Spatio-temporal deep learning for modeling dynamic drop-surface interactions
Loading...
Date issued
Authors
Editors
Journal Title
Journal ISSN
Volume Title
Publisher
Reuse License
Description of rights: InC-1.0
Abstract
Sliding water drops are a familiar everyday phenomenon, for example on windows, but they also play an important role in many industrial processes. They serve as sensitive probes of wetting, adhesion, friction, and electrostatic charges, yet quantitative analysis remains difficult. In particular, friction forces depend on the contact-line width and dynamic advancing and receding contact angles. Measuring these quantities across the sliding path is difficult because front-view, high-resolution imaging requires complex optics and restricts the observable area.

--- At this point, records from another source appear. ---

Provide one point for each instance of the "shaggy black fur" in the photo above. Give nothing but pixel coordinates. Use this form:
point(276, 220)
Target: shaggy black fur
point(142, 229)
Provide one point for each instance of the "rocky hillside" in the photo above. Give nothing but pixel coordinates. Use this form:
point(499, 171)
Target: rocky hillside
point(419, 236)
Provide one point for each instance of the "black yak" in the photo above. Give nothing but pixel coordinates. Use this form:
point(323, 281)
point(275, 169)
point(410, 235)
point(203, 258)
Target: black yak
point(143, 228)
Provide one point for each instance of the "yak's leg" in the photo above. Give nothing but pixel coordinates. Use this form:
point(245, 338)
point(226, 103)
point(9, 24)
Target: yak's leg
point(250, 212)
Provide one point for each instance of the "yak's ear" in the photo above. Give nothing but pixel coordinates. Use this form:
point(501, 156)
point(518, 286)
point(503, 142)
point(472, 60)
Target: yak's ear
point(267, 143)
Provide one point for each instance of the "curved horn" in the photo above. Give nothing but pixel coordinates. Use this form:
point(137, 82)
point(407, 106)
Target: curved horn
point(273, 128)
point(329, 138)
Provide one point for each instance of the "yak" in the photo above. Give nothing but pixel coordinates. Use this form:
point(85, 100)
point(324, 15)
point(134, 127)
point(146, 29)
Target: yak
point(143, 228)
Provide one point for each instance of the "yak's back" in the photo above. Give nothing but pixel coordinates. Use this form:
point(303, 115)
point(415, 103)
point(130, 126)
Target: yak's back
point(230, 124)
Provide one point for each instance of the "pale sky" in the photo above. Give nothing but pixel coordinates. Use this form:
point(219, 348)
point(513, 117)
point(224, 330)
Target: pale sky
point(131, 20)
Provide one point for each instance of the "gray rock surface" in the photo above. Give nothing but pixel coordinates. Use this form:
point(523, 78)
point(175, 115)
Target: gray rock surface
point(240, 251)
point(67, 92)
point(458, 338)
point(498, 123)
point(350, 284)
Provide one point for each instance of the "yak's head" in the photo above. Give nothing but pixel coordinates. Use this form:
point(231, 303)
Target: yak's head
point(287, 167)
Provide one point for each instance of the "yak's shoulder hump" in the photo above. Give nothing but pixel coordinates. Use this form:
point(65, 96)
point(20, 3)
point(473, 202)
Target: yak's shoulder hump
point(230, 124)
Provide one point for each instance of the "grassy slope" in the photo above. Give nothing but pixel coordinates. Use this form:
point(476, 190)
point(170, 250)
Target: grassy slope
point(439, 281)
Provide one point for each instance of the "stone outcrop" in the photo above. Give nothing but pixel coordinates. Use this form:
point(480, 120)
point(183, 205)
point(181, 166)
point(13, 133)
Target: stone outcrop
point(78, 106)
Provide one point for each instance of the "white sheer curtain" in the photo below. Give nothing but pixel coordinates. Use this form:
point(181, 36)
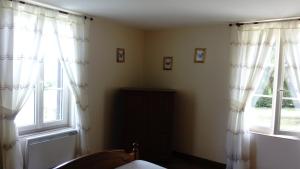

This dissertation presents a single-view quantitative drop measurement framework that extracts drop geometry and dynamics from high-speed side-view videos using a combination of signal processing, computer vision, machine learning, and time series modeling. It enables automated analysis without additional cameras or mirror-based front-view setups and makes it possible to track drop metrics across the full sliding path.
First, the 4-segment super-resolution optimized-fitting (4S-SROF) method couples an Efficient Sub-Pixel Convolutional Network with an optimized polynomial fitting strategy to reconstruct high-resolution drop contours and extract dynamic contact angles from low-resolution videos. The method improves contact-angle accuracy by about 20% for angles below 90◦ and 30% above 90◦, while remaining computationally efficient for large datasets.
Second, the dissertation formulates front-view contact-line width estimation as a temporal inference problem from side-view measurements. Using water and water–glycerol drops on surfaces with controlled chemical and topographic patterns, an LSTM model achieves an RMSE of about 67 µm (approximately 2.4% relative error) and reconstructs drop width continuously along the sliding path, avoiding the mirror or second-camera limitation of front-view imaging.
Third, hand-crafted features are replaced by end-to-end spatiotemporal representation learning using a CNN-Transformer architecture that operates on short video sequences and velocity. A position-invariant video processing pipeline keeps the drop centered in a sliding spatial window and reduces memory and computation by over 80%. A custom BlurVGG8-ConvTran model with low-dimensional absolute positional encoding achieves about 48 µm
error (approximately 1.7% relative), remains robust under surface defects and imaging perturbations, and provides Grad-CAM visualizations to interpret salient regions.
Overall, the dissertation delivers a unified, data-driven pipeline for measurement from single-view scientific videos. The approach simplifies experimental instrumentation and enables precise, automated estimation of drop dynamics. It further allows researchers to monitor drop width continuously along the full sliding path, overcoming the field-of-view limitations of conventional front-view imaging. Beyond wetting, the proposed methods provide broadly applicable tools for learning-based measurement under practical imaging constraints.